No quiere decir que vamos a aceptar situaciones insanas nada más por dejar vivir a los demás y que sean como ellos quieren ser, recuerda que tú tomas la decisión en tu vida, aprendes a vivir en ese entorno, si así lo deseas, o bien, cambias de entorno, te alejas de lo tóxico, pero por favor ¡Ya no te quejes! porque es tu decisión consciente de estar viviendo lo que vives y con quien vives. La manera en que ves el mundo depende de las emociones que sientes.

En muchas ocasiones, hay que tomar decisiones que duelen al corazón, pero que tranquilizan el alma.

Como te has dado cuenta, es difícil y casi una misión imposible el tratar de cambiar a los demás. Hazte la pregunta a ti mismo ¿Quién puede ayudarte a cambiar? Quizás pienses que tu mamá, tu papá, algún amigo, tu pareja, ninguno podrá hacer algo por ti, como lo puedes hacer tu mismo.

La persona que depende de los demás no vive ni deja vivir a nadie que se encuentre a su alrededor. Quiere controlar, se vuelve perfeccionista, se cree una víctima, sufre, llora, se enoja, manipula para lograr lo que cree correcto y poder sentirse satisfecho. A pesar de todo este aparente control sigue sufriendo, creando crisis, no se siente feliz y no deja a los demás vivir en paz.

Vive tranquilo y deja vivir en paz a los demás. Hasta la fecha por más que hemos tratado de cambiar el pensamiento y la actitud de otra persona es inútil, lo comprueban tantos meses y años de infructuosa lucha por querer lograrlo. Seguir en este empeño es negación de la realidad y mucha dependencia hacia los demás. Hay que reconocer que no tenemos el poder de cambiar a nadie y que solo podemos cambiar a nuestro yo.

Muy a menudo hacemos cosas que no queremos, decimos lo que no queremos, lloramos cuando queremos reír, hablamos cuando debemos callar, etcétera, preguntémonos, ¿Si es difícil dominarnos a nosotros mismos, cómo queremos dominar a los demás?

Tu vida te pertenece, tus seres queridos no, puedes orientarlos, sugerirles, controlarlos tal vez momentáneamente, pero no puedes ni debes querer vivir sus vidas. Todos tienen derecho a tomar sus propias decisiones, adquirir sus propias experiencias, lograr sus triunfos y derrotas, tener sus propósitos en la vida ya que no son robots que reciben órdenes y comandos.

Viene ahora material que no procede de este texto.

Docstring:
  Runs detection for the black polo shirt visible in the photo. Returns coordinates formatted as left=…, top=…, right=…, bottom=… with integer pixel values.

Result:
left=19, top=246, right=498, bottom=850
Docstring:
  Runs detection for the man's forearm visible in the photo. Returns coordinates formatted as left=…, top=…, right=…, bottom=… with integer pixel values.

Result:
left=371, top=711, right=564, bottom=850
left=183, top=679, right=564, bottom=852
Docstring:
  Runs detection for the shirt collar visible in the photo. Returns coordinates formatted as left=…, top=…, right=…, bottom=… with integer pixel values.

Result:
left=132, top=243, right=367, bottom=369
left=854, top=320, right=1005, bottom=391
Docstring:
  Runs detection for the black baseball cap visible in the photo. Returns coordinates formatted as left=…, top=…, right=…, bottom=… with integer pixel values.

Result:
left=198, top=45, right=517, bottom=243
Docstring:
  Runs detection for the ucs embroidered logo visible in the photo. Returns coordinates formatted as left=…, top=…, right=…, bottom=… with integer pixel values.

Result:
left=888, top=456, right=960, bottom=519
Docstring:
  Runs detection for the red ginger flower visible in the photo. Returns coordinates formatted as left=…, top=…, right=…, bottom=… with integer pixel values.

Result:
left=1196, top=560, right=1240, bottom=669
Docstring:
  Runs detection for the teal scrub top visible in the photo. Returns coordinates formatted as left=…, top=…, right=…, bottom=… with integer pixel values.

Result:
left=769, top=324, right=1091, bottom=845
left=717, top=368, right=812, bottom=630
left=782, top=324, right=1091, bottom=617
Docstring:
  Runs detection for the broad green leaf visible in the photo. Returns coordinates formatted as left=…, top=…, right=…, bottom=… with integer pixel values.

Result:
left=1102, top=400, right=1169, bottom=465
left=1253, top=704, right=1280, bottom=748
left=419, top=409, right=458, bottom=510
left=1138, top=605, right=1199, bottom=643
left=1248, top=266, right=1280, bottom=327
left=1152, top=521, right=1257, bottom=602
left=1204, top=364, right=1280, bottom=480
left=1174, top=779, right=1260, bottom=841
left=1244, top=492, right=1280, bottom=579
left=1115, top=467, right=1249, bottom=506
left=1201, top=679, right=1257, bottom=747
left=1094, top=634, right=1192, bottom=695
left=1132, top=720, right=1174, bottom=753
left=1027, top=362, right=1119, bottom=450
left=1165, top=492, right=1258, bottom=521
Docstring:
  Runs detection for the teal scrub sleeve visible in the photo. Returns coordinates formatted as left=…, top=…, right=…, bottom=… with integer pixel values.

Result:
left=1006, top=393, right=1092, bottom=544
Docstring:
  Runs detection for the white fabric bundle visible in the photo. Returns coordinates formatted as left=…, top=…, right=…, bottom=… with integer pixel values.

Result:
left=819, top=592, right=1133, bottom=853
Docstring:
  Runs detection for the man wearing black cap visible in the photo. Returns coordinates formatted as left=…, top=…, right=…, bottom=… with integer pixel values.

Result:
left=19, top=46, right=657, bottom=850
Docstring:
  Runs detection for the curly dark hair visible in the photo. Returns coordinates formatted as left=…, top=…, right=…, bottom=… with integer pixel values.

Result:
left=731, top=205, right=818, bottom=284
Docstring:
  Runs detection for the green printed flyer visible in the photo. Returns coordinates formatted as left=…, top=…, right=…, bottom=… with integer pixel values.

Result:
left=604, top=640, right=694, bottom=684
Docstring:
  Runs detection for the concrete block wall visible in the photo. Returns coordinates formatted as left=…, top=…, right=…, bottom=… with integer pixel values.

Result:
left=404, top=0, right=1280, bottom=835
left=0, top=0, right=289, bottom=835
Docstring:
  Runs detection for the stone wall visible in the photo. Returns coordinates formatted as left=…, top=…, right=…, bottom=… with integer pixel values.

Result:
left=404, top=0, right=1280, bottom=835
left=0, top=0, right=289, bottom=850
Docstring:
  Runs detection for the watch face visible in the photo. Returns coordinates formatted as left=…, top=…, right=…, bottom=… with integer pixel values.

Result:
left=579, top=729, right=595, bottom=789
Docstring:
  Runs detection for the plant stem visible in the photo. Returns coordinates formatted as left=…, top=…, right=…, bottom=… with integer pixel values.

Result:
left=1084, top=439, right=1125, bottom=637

Si tenemos un familiar con problemas, el querer su bienestar no nos da el poder de querer controlarlo, si Dios nos dio el libre albedrío, ¿Quiénes somos nosotros para quitarlo? Es duro, muy duro soltarlos, pero al dejarlos libres no mueren, seguro cargarán con sus problemas y solo entonces al hacerse responsables de sí mismos, reconsiderarán si vale la pena seguir por ese camino o cambiar de rumbo y buscar ayuda.

El resolverles todas las cosas a nuestro ser querido, centro de nuestra obsesión, solo atrasa su tiempo para recuperarse, lo hará él mismo cuando toque fondo, cuando sea su tiempo, su momento. Cuando tome la decisión lo hará con su ayuda y no con la tuya. Al igual que tú decides cambiar por decisión propia. Demos el derecho a los demás de pensar diferente a nosotros, siendo más humildes sin creernos más inteligentes o listos y dejando la crítica.

Hoy es el día de no inmiscuirnos en problemas ajenos, no creer saber lo que otro tiene que hacer, no tratar de moldearlos a nuestra imagen y semejanza, no creer tener la verdad absoluta, no creer saber lo que ellos piensan o necesitan, dejarlos ser ellos mismos y confiar en que ellos también nos dejarán vivir nuestra propia vida.

Recuérdalo siempre, necesitamos valor para cambiar.